Wow, that is very nice, but still too big to carry in my car with the dogs, even disassembled into three parts. Also, quite pricey at over $1,000 US.


----------



## Prepared One (Nov 5, 2014)

Back Pack Hack said:


> Binos are too big and heavy.
> 
> https://www.carson.com/products/bandit-ba-825/


Now I am going to have to give these a look see. I carry very basic cheap binoculars that I remember paying more then 20 bucks each for at Academy, in all my GHB's, but this may be a better option.


----------



## paulag1955 (Dec 15, 2019)

Honkerhunteronhoth said:


> How much ammo do you plan on hupping around?


Not a lot. A box of .380 and a box of 9mm. A box of 5.56 if I'm traveling with my AR. I could probably cut that down to 25 rounds each of .380 and 9mm. But keep in mind, I'm only working with about 20 pounds, so a box of ammo is significant.

I travel regularly by myself (with the dogs, of course) between eastern and western Washington. If I happened to be stranded (i.e.

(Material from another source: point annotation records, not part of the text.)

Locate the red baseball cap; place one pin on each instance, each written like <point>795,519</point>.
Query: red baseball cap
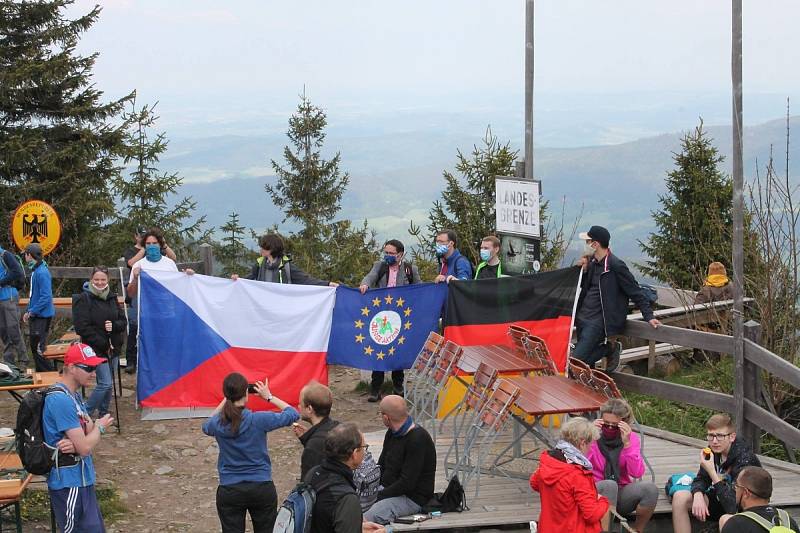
<point>82,354</point>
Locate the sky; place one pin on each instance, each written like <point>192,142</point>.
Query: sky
<point>207,54</point>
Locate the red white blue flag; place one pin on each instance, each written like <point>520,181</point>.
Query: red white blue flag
<point>195,330</point>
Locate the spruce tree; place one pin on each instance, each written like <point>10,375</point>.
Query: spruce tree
<point>146,192</point>
<point>309,190</point>
<point>58,141</point>
<point>693,224</point>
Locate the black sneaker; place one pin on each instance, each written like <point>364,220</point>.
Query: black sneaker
<point>612,363</point>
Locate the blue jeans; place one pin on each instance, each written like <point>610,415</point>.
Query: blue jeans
<point>591,345</point>
<point>101,395</point>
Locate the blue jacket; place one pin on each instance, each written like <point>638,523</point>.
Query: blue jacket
<point>41,303</point>
<point>244,456</point>
<point>459,266</point>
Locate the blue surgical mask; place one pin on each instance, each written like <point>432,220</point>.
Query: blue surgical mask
<point>152,252</point>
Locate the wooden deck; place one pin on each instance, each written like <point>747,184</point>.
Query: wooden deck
<point>506,502</point>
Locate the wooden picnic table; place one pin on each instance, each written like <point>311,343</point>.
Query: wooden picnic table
<point>502,358</point>
<point>40,380</point>
<point>10,494</point>
<point>552,395</point>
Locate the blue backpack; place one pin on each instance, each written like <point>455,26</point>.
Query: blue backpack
<point>294,516</point>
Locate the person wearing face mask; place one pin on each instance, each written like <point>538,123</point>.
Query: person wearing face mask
<point>274,266</point>
<point>153,259</point>
<point>40,310</point>
<point>452,265</point>
<point>100,322</point>
<point>606,287</point>
<point>753,491</point>
<point>390,271</point>
<point>490,266</point>
<point>617,461</point>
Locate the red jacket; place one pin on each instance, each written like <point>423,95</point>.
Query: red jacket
<point>569,497</point>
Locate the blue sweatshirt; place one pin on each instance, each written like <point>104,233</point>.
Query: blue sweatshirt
<point>41,302</point>
<point>244,457</point>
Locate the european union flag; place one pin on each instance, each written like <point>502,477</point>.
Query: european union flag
<point>384,329</point>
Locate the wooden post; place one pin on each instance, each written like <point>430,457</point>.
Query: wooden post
<point>752,386</point>
<point>207,257</point>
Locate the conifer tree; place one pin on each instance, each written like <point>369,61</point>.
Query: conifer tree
<point>309,190</point>
<point>695,217</point>
<point>145,193</point>
<point>58,140</point>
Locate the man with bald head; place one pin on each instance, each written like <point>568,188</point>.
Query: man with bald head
<point>408,464</point>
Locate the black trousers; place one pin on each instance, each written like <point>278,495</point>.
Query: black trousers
<point>38,328</point>
<point>397,381</point>
<point>257,498</point>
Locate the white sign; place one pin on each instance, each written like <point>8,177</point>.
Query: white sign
<point>518,207</point>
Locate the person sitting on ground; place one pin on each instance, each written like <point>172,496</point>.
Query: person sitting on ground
<point>753,490</point>
<point>100,322</point>
<point>617,461</point>
<point>67,426</point>
<point>314,407</point>
<point>452,265</point>
<point>407,462</point>
<point>716,287</point>
<point>276,267</point>
<point>490,266</point>
<point>245,469</point>
<point>712,493</point>
<point>564,481</point>
<point>391,271</point>
<point>337,508</point>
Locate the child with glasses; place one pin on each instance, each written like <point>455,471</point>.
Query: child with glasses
<point>713,493</point>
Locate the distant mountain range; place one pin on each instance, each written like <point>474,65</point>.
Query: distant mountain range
<point>396,172</point>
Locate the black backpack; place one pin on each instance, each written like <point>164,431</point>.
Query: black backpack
<point>19,281</point>
<point>452,500</point>
<point>36,455</point>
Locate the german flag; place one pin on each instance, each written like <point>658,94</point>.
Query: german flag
<point>479,312</point>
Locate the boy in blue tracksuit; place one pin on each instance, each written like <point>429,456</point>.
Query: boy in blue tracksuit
<point>40,307</point>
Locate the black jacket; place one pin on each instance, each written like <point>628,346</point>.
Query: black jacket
<point>337,508</point>
<point>739,456</point>
<point>89,314</point>
<point>617,286</point>
<point>313,442</point>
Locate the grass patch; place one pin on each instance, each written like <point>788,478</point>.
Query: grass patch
<point>690,420</point>
<point>35,505</point>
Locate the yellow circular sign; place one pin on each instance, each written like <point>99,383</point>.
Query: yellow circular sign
<point>36,221</point>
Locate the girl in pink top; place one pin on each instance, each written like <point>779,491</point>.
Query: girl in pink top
<point>617,465</point>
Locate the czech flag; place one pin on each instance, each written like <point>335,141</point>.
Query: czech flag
<point>195,330</point>
<point>479,312</point>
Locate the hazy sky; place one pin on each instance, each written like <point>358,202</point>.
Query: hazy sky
<point>202,49</point>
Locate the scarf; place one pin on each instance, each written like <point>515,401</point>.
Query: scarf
<point>404,428</point>
<point>717,280</point>
<point>611,450</point>
<point>573,455</point>
<point>103,295</point>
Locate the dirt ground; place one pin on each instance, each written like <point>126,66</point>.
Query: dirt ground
<point>165,471</point>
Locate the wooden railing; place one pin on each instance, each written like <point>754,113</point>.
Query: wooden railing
<point>756,358</point>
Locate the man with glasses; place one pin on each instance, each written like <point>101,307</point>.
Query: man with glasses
<point>390,271</point>
<point>337,508</point>
<point>408,464</point>
<point>753,490</point>
<point>68,427</point>
<point>606,287</point>
<point>712,494</point>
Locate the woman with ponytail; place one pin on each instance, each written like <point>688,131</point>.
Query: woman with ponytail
<point>245,469</point>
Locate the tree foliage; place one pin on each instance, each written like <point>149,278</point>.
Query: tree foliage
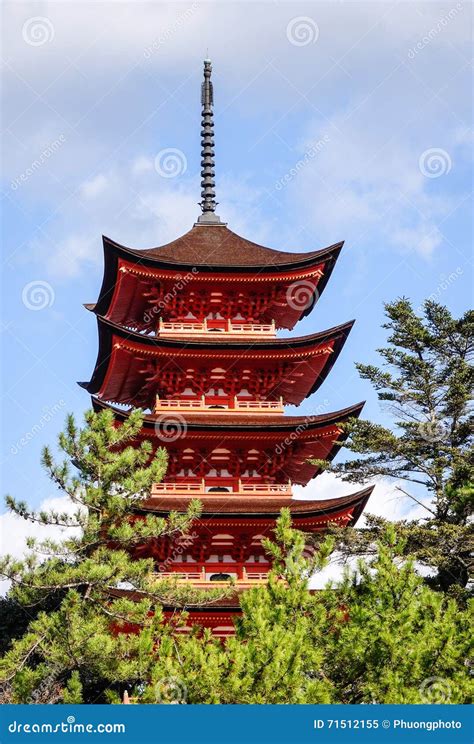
<point>380,635</point>
<point>426,380</point>
<point>71,591</point>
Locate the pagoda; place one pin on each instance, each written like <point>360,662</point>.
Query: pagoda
<point>188,333</point>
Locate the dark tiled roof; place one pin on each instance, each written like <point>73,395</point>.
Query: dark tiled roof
<point>230,505</point>
<point>243,421</point>
<point>217,246</point>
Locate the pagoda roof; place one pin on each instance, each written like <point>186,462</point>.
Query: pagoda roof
<point>216,248</point>
<point>209,253</point>
<point>287,444</point>
<point>117,373</point>
<point>243,421</point>
<point>261,508</point>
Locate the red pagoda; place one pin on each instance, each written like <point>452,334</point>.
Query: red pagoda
<point>187,332</point>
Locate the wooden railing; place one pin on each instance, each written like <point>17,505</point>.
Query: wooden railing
<point>201,577</point>
<point>229,405</point>
<point>201,488</point>
<point>215,326</point>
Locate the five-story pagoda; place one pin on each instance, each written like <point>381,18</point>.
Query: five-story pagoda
<point>187,331</point>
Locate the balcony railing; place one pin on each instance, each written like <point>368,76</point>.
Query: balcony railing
<point>206,326</point>
<point>228,405</point>
<point>198,489</point>
<point>201,577</point>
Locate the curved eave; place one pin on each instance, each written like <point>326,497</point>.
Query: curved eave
<point>278,424</point>
<point>300,509</point>
<point>107,330</point>
<point>114,251</point>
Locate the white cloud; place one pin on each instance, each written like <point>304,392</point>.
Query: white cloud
<point>386,501</point>
<point>14,530</point>
<point>136,60</point>
<point>94,187</point>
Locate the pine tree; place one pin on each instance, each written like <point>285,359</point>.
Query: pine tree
<point>271,658</point>
<point>71,590</point>
<point>379,635</point>
<point>427,381</point>
<point>392,639</point>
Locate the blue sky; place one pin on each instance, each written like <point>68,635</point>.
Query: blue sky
<point>95,92</point>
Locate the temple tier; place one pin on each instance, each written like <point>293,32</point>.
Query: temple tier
<point>187,331</point>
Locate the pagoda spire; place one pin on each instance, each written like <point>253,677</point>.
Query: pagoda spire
<point>208,184</point>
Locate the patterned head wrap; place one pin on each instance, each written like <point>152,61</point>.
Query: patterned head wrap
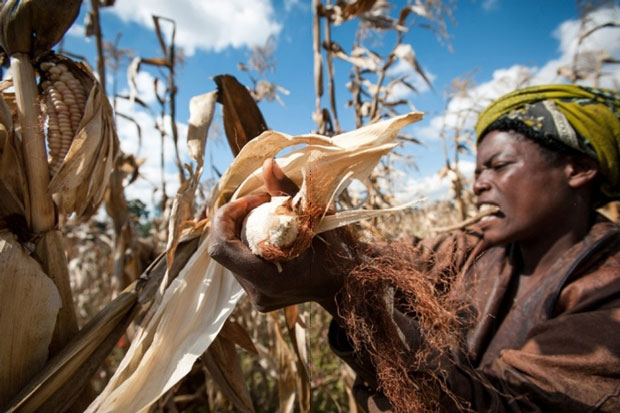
<point>582,118</point>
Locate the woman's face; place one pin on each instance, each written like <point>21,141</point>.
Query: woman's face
<point>531,193</point>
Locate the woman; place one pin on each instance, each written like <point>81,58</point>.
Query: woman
<point>540,276</point>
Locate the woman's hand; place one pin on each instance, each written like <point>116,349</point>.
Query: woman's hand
<point>310,277</point>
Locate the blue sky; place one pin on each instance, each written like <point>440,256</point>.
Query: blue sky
<point>499,41</point>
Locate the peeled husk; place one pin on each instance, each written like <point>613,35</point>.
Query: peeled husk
<point>198,301</point>
<point>79,185</point>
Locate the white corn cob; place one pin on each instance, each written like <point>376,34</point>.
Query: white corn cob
<point>65,100</point>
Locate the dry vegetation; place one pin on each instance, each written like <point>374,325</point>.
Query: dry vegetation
<point>120,262</point>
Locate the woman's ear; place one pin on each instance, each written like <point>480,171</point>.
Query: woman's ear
<point>580,171</point>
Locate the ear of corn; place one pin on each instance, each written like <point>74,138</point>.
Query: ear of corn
<point>81,136</point>
<point>65,101</point>
<point>198,301</point>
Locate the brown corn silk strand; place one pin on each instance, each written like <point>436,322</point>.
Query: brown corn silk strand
<point>413,380</point>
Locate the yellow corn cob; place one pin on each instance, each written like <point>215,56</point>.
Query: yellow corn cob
<point>65,100</point>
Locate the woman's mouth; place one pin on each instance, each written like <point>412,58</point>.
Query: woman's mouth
<point>488,213</point>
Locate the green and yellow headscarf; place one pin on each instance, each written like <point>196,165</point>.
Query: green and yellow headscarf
<point>583,118</point>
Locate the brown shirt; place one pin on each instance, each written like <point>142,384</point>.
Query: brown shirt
<point>554,349</point>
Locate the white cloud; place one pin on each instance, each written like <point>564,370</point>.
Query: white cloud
<point>433,187</point>
<point>291,4</point>
<point>206,24</point>
<point>403,68</point>
<point>150,150</point>
<point>490,5</point>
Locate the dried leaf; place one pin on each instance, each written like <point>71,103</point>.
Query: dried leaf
<point>35,26</point>
<point>223,363</point>
<point>197,302</point>
<point>405,52</point>
<point>342,218</point>
<point>29,303</point>
<point>50,253</point>
<point>286,370</point>
<point>297,333</point>
<point>13,197</point>
<point>242,118</point>
<point>234,332</point>
<point>201,110</point>
<point>55,386</point>
<point>356,8</point>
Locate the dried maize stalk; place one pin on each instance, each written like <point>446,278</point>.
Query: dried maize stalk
<point>81,136</point>
<point>199,300</point>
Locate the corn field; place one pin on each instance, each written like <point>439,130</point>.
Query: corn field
<point>105,307</point>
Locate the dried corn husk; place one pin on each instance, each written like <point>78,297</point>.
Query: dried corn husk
<point>29,303</point>
<point>197,302</point>
<point>83,172</point>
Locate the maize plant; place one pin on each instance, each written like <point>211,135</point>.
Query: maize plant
<point>193,308</point>
<point>37,188</point>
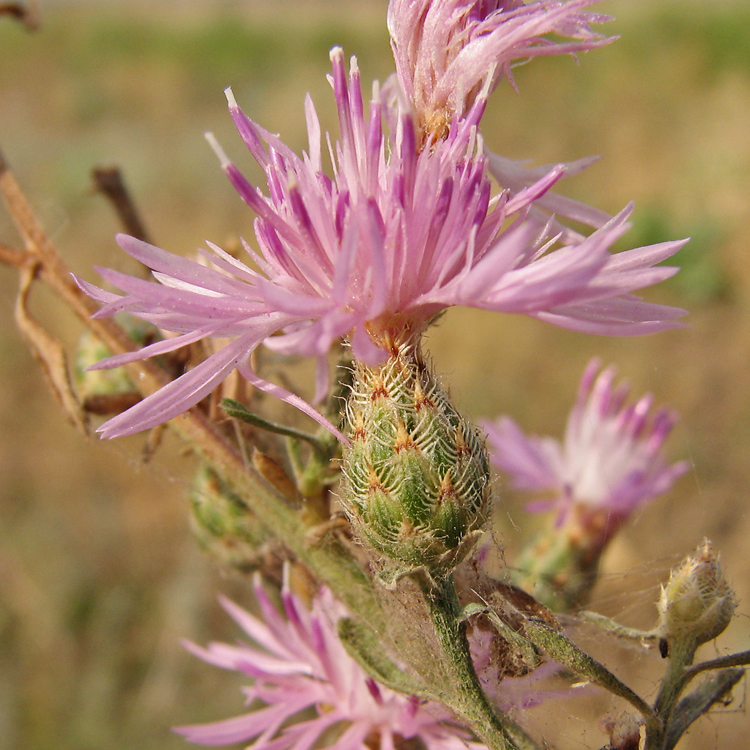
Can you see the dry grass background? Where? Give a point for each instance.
(98, 575)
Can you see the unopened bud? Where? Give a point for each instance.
(223, 524)
(697, 604)
(416, 474)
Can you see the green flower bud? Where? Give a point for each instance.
(108, 391)
(697, 604)
(223, 524)
(416, 475)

EMP disables cars) exactly in the middle. I'd have to travel about 107 miles to reach either house. The 107 miles, however, aren't equal. The western 107 miles includes a mountain pass, so if I were anywhere on the east side of the pass (other than just a mile or two from the summit, I'd go east, which would be 150 miles max on down to just a few miles. So I need a well equipped pack and am woefully aware of my own inability to carry it.


----------



## Honkerhunteronhoth (Jan 2, 2020)

paulag1955 said:


> Not a lot. A box of .380 and a box of 9mm. A box of 5.56 if I'm traveling with my AR. I could probably cut that down to 25 rounds each of .380 and 9mm. But keep in mind, I'm only working with about 20 pounds, so a box of ammo is significant.
> 
> I travel regularly by myself (with the dogs, of course) between eastern and western Washington. If I happened to be stranded (i.e. EMP disables cars) exactly in the middle. I'd have to travel about 107 miles to reach either house. The 107 miles, however, aren't equal. The western 107 miles includes a mountain pass, so if I were anywhere on the east side of the pass (other than just a mile or two from the summit, I'd go east, which would be 150 miles max on down to just a few miles. So I need a well equipped pack and am woefully aware of my own inability to carry it.


Mind if I ask why you don't just ditch the .380 and stick with 9mm?? How many magazines per weapon do you plan on keeping with you? Sounds like a long walk friend, hopefully that never happens!


----------



## paulag1955 (Dec 15, 2019)

Honkerhunteronhoth said:


> Mind if I ask why you don't just ditch the .380 and stick with 9mm?? How many magazines per weapon do you plan on keeping with you? Sounds like a long walk friend, hopefully that never happens!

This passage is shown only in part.